Test automation is critical for organizations looking to get faster and better at delivering quality software. However, as with many issues surrounding technology, just because you can doesn’t mean you should.
Phil Soffer has spent the last 20 years developing and shipping software, as a developer, marketer and now CEO of crowdsource testing company test IO. All those years inform his perspective on the industry, and he firmly believes that getting faster and better does not tell you what it means to ship software.
“Fundamentally, the decision to put something in front of a customer is a business decision,” he stated flatly. “But there are lots of different inputs [into that decision]. It’s not a decision to make by looking at a dashboard of software that ran.”
Much of what we hear about test automation is from big companies with large user bases that in many cases don’t pay for the software, Soffer said. Think Google, Facebook or YouTube. “YouTube can roll out to 10,000 people and get that feedback. Then they ship to one-tenth of 1 percent of the user base and they can get a lot of telemetry from that. But most people who ship software don’t have the luxury of a billion users.”
Automation isn’t a plug-and-play type deal. Companies have to mesh test automation metrics with data from people—manual testing, exploratory testing, user acceptance testing, and testing in real-world customer environments—to form a comprehensive view about the quality of the product. Only then, to Soffer’s way of thinking, can organizations even begin to consider if software is ready to be released.

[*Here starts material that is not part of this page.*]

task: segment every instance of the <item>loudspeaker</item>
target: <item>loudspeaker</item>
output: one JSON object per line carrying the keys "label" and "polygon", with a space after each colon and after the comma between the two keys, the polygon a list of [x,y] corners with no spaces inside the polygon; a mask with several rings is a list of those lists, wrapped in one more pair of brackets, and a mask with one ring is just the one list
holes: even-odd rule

Soffer said that the development organizations he deals with here in the United States are all trying to figure out how to go a little bit faster. “Speed is measurable, and people like to do things that are measurable,” he said, noting that the agile movement was a reaction to development that was complex, late and wrong for the user when it shipped. “Being responsive to users is right, is true, but caring about shipping 10 times a day isn’t true.”
Soffer said automated testing is important, but he believes that in the agile, DevOps world, “you need some input into business decisions that is human. It’s great to say we should be doing continuous delivery, but the idea that you can ship to a million people and get it wrong is fundamentally wrong-headed,” Soffer said.
A lot of work in the industry these days is going into developing out artificial intelligence systems, designed—we’re told—to help humans work and live more efficiently and safely. We’re seeing much money poured into developing self-driving cars, drones and all manner of workplace and lifestyle robots (Hey Google, Alexa, Siri and Cortana).
(Cute aside) … I remember as a kid listening to conversations my parents would have as they began to get older. “You know who I saw on TV yesterday?”
“No, who?”
“You know, that redhead, she was in that movie that suave British actor you like.”
“Lucille Ball?”
“No, she was that western with John Wayne and she gets shot at the end.”
“Rita Hayworth?”
“No. She was married to the director who made that film about blowing up a bridge during World War II.”
“I have no idea what you’re talking about.”
Then the conversation would invariably end with, “I’ll think of it at 2 o’clock in the morning.”
“Don’t wake me.”
Today, of course, we can simply sit with our cellphones and search for the answers. We never really have to think or recall information anymore. Devices are doing that for us. Yes, they can answer simple questions (and complex ones as well), but they can’t deliver the empathy, or sarcasm, or come at things from seemingly out of left field—all of which makes the human experience what it is… human!
Industry analysts see a role for artificial intelligence in test automation, creating tools that can adapt to software changes as well as user behaviors. As with all bots, though, Soffer said you still need the human touch. “AI could make tests better, but it can’t replace the random chaos-monkeyness that is humanity,” he said.
Beautiful, messy, blissful humanity.